On Wed, Sep 5, 2018 at 5:38 PM David Grote <dpgrote@lbl.gov> wrote:

Hi - I have recently come across this problem. On my mac, I build a Fortran code, producing a shared object, that I import into Python along with numpy. This had been working fine until recently when I started seeing sag faults deep inside the Fortran code, usually in Fortran print statements. I tracked this down to a gfortran version issue.

I use the brew installation of Python and gcc (using the most recent version, 8.2.0). gcc of course installs a version of libgfortran.dylib. Doing a lsof of a running Python, I see that it finds that copy of libgfortran, and also a copy that was downloaded with numpy (/usr/local/lib/python3.7/site-packages/numpy/.dylibs/libgfortran.3.dylib). Looking at numpy's copy of libgfortran, I see that it is version 4.9.0, much older. Since my code is importing numpy first, the OS seems be using numpy's version of libgfortran to link when importing my code. I know from other experience that older versions of libgfortran are not compatible with code compiled using a new version of gfortran and so therefore segfaults happen.

If I download the numpy source and do python setup.py install, I don't have this problem.

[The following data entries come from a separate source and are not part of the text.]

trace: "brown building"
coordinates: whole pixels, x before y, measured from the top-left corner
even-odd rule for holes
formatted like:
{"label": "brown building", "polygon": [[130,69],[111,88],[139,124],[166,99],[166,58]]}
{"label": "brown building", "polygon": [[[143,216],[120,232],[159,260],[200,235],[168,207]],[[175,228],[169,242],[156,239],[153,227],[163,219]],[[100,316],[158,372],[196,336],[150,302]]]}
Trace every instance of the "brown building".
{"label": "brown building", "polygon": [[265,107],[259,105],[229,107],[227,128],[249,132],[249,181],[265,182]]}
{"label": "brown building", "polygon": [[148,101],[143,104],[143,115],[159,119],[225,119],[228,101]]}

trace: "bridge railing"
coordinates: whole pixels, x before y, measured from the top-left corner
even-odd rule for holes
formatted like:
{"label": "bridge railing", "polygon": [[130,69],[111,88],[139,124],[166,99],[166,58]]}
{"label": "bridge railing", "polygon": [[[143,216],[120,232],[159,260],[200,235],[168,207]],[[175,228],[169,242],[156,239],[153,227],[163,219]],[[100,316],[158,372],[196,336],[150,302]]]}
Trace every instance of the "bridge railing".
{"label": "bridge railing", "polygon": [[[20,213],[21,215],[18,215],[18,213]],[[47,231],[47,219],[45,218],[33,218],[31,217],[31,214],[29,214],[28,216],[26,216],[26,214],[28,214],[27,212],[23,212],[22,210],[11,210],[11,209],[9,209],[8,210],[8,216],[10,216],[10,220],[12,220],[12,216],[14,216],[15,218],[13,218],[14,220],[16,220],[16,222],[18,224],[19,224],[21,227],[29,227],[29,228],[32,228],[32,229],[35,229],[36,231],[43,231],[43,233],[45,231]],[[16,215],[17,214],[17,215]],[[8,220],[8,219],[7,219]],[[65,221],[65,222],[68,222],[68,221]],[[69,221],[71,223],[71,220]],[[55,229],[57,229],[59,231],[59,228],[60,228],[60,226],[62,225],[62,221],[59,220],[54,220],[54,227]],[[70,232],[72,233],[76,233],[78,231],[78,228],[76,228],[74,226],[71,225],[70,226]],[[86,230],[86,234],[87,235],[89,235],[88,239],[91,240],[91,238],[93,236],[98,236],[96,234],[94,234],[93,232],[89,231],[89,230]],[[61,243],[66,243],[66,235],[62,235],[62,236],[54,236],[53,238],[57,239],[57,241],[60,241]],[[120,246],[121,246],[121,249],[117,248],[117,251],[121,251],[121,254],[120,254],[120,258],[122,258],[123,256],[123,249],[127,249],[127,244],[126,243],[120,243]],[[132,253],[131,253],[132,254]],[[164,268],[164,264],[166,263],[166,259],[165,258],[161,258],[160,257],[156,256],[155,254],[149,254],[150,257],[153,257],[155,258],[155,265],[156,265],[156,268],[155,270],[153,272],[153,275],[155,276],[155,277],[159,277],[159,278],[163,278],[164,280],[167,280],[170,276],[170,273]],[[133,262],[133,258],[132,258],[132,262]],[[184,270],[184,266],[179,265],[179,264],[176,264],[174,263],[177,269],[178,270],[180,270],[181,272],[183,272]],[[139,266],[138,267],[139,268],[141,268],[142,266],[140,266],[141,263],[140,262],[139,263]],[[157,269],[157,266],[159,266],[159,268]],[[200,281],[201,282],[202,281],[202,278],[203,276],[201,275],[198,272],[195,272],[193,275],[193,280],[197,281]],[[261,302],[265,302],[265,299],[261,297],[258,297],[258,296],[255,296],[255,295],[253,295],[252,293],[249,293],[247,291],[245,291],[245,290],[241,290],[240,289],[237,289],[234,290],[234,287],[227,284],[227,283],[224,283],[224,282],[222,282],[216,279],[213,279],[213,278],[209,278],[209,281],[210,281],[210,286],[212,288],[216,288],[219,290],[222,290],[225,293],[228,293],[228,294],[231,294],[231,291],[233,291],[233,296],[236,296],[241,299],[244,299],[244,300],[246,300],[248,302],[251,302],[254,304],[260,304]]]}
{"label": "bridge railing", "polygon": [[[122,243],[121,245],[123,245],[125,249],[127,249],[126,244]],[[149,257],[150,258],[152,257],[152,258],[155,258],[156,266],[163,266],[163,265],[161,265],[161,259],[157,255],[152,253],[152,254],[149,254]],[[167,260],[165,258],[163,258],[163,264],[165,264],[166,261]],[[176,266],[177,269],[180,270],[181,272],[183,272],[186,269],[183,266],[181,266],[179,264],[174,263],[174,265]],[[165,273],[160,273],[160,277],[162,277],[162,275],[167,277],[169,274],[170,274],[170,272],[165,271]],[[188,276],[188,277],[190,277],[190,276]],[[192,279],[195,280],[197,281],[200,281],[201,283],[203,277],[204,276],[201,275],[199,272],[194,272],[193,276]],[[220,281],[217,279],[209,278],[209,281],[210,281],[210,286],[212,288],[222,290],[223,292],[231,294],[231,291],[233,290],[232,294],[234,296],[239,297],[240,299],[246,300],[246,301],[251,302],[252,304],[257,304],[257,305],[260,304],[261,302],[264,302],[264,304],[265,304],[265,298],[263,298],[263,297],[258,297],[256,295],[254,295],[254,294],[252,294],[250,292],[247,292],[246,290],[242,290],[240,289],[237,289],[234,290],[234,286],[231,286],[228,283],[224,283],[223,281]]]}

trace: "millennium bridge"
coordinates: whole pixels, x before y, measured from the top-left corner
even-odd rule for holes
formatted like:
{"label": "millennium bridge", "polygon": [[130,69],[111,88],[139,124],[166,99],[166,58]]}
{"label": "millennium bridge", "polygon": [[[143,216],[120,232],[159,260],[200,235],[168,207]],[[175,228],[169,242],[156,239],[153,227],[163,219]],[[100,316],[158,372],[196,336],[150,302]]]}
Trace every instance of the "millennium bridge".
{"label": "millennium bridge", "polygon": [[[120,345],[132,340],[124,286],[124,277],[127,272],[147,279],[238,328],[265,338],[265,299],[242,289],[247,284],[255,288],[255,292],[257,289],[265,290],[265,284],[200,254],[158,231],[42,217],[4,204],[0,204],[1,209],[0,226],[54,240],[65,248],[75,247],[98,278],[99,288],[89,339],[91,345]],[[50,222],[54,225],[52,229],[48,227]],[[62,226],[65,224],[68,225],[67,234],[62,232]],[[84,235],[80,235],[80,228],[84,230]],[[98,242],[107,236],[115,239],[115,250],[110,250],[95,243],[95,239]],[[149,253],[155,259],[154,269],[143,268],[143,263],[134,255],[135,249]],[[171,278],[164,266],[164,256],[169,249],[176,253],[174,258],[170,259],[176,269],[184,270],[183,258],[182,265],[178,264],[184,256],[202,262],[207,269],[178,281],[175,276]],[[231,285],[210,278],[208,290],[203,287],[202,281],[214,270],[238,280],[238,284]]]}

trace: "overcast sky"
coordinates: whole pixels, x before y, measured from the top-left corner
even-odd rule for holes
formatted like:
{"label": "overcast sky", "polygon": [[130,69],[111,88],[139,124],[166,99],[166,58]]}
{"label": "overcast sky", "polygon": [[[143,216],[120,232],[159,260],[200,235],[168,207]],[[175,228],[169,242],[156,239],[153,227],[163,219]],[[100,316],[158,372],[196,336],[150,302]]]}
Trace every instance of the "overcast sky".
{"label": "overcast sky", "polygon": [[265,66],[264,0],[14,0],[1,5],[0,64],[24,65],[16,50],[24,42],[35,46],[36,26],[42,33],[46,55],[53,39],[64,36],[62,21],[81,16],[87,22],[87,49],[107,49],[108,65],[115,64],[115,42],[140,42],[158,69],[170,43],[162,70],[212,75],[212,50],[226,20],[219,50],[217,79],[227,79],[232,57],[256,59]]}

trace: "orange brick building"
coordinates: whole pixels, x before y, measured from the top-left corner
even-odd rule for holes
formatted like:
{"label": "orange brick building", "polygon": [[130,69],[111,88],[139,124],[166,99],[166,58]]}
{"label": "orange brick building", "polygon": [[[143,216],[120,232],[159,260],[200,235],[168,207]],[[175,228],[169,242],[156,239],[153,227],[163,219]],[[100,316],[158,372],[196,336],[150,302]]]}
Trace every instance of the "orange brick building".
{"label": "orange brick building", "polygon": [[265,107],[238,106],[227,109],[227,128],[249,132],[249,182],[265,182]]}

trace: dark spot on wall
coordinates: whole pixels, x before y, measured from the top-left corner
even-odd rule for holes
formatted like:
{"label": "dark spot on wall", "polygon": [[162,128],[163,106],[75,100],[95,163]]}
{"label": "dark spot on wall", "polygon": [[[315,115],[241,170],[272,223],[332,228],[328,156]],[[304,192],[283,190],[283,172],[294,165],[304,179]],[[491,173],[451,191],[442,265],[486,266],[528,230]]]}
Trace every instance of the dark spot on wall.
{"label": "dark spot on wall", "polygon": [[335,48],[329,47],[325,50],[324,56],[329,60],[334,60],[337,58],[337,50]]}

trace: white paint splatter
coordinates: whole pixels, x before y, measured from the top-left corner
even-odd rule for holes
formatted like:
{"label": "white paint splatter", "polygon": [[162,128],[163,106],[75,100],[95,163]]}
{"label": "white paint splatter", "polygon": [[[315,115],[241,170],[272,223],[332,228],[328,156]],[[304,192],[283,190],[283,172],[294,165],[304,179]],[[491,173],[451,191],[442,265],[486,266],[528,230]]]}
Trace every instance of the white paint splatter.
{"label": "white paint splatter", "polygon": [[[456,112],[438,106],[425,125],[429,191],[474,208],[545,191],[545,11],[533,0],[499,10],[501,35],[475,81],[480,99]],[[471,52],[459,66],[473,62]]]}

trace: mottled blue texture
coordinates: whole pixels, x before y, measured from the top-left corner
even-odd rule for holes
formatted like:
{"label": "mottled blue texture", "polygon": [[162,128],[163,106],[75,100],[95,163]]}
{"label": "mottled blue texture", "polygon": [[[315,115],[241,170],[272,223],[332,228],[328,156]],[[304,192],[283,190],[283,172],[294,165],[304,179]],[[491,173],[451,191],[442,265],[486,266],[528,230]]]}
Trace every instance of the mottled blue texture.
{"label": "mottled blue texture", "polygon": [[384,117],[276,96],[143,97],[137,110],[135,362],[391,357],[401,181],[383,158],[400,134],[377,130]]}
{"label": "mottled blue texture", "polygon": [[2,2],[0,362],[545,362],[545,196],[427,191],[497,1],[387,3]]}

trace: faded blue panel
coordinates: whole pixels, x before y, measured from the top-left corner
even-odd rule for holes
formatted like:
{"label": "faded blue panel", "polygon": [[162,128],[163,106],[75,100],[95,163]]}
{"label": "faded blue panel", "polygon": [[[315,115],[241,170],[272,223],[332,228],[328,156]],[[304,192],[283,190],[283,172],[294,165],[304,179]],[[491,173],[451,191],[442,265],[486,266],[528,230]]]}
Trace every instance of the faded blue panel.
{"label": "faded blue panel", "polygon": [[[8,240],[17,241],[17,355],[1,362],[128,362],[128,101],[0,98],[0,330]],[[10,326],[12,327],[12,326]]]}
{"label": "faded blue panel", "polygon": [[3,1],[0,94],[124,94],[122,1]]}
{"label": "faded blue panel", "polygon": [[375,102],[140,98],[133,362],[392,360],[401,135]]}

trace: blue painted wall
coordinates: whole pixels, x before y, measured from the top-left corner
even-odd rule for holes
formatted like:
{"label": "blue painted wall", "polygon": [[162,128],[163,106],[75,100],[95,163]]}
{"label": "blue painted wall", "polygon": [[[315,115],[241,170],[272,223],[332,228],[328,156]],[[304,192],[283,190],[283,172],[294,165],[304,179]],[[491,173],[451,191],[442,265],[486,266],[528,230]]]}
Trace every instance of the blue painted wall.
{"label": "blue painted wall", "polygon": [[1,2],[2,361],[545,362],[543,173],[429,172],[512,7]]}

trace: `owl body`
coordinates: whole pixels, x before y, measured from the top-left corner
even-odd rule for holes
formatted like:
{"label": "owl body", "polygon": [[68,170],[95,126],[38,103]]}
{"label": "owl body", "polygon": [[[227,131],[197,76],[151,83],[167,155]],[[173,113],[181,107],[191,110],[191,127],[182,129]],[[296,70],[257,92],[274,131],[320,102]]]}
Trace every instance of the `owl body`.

After this long description, my question is why is such an old version of gcc used to build the distribution of numpy that gets installed from pypi? gcc version 4.9.0 is from 2014. Can a newer version be used?

The library came in with the use of OpenBLAS, I don't think there is a fundamental reason that a newer version of gfortran couldn't be used, but I have little experience with the Mac. Note that we have also given up on 32 bit Python on Mac for library related reasons. Matthew Brett would be the guy to discuss this with.